- Directed by: G. N. Rangarajan
- Screenplay by: G. N. Rangarajan
- Story by: Cumbum Durai
- Produced by: R. Jayanthi
- Starring: Sivakumar; Ranjini;
- Cinematography: D. D. Prasad
- Edited by: K. R. Ramalingam
- Music by: Ilaiyaraaja
- Production company: Jegan Mohini Films
- Release date: 14 February 1991;
- Running time: 125 minutes
- Country: India
- Language: Tamil

= Sir... I Love You =

Sir... I Love You is a 1991 Indian Tamil-language film directed by G. N. Rangarajan. The film stars Sivakumar and Ranjini. It was released on 14 February 1991. This was Ranjini's final Tamil film.

== Soundtrack ==
The music was composed by Ilaiyaraaja.

Track listing
| No. | Title | Lyrics | Singer(s) | Length |
|---|---|---|---|---|
| 1. | "Ingai Iraivan" | Kuruvikkarambai Shanmugam | Mano, P. Susheela | 4:20 |
| 2. | "Vaanambadi" | Na. Kamarasan | K. S. Chithra | 4:34 |
| 3. | "Kannal Kadhal" | Kuruvikkarambai Shanmugam | Malaysia Vasudevan | 2:36 |
| 4. | "Vaathiyaare" | Na. Kamarasan | K. S. Chithra | 4:23 |
| 5. | "Ae Indhira Puthirana" | Na.
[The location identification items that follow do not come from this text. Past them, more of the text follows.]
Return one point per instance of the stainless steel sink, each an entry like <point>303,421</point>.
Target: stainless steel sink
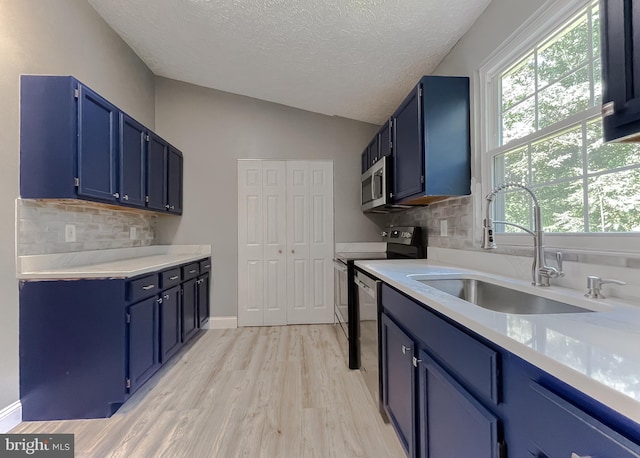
<point>500,298</point>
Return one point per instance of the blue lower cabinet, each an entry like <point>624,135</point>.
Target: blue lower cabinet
<point>189,309</point>
<point>452,422</point>
<point>143,331</point>
<point>87,345</point>
<point>170,328</point>
<point>466,397</point>
<point>398,382</point>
Kamarasan | Malaysia Vasudevan, S. P. Sailaja | 4:13 |
| Total length: |  |  |  | 20:06 |

== Reception ==
Sundarji of Kalki called Sivakumar's character a "readymade" role, noting that despite so many minor flaws, the film was barely able to escape them by a hairline.